Cadmium concentration ranged from 0.007 mg/L at U to 0.196 mg/L at outlet2. Mean values for different sites were statistically different, with the value at outlet2 being the highest of all others. The recommended maximum concentration of cadmium is 0.003 for human drinking water, 0.05 for livestock drinking water, and 0.01 for irrigation water. Thus, the cadmium concentration of all sample sites was above the recommended concentration of cadmium for human drinking water. Samples at outlet1 and U showed a cadmium concentration below the recommended maximum concentration of cadmium for livestock drinking water, while the remaining sample sites surpassed the allowable limit. The result showed that cadmium concentration at all sample sites except at U was above the recommended maximum concentration of cadmium for irrigation water though it was evident that the local people grew vegetables at the side of the campus using the wastewater (Figure 14). This was in agreement with the values reported by Amare et al. , where the concentrations of Co, Cd, Fe, and Mn were greater than the allowable limits.

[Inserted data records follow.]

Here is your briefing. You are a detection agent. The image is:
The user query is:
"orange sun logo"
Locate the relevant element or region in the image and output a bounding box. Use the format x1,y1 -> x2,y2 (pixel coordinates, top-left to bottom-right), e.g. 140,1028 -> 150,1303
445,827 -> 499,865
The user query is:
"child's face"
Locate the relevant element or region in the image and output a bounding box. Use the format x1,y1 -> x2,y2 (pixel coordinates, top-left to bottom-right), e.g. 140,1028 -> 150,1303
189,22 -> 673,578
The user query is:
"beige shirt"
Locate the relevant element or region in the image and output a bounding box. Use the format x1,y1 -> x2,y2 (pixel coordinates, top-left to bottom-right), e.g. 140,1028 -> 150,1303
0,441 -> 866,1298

4. Conclusions and Recommendations
The objective of this study was to estimate the environmental pollution effects of the waste discharged from the Zenzelma campus. The results indicated that the phosphate, BOD5, ammonia, turbidity, TSS, EC, total hardness, and to some extent nitrate levels surpassed the wastewater discharge limit stated by WHO, environmental protection authority (EPA), Compulsory Ethiopian Standard (CES), and Environmental, Health, and Safety (EHS) guidelines and did not fit wastewater reuse standard for irrigation and livestock drinking. 100% of the water samples were not fit for livestock drinking as the coliform bacterium (thermotolerant indicator bacterium) count exceeded the threshold level. Copper, lead, and cadmium levels crossed the wastewater discharge limit and were not fit for irrigation and livestock drinking. Values of water quality parameters were higher on the downstream site than those at the upstream site. This indicates the pollution burden of the Zenzelma campus effluents on the local environment (Ch’imbil River). Although wastewater from this campus did not fit the wastewater reuse standard for irrigation and is unsafe for livestock drinking, the local people used the wastewater for livestock drinking and grew vegetables at the sides of the campus. Thus, it requires immediate waste management interventions and appropriate waste treatment before being released into the environment.
Although, as an academic institution, the Zenzelma campus in Bahir Dar University has the moral and ethical obligation to act responsibly towards the environment, the campus discharges massive solid and liquid wastes into the environment without any pretreatment. The local people use this wastewater for irrigation and livestock drinking. This is hazardous for both humans and animals. Therefore, we strongly recommend that the campus has to build a waste treatment plant immediately and any waste should not be discharged before proper treatment.
In Ethiopia, wastewater reuse for irrigation activity is questionable. Therefore, regulatory standard charters should be developed and producers and consumers of toxic pollutants should act accordingly.
All datasets generated and/or analyzed during the current study are incorporated within this article.
Conflicts of Interest
The authors declare that there are no conflicts of interest regarding the publication of this paper.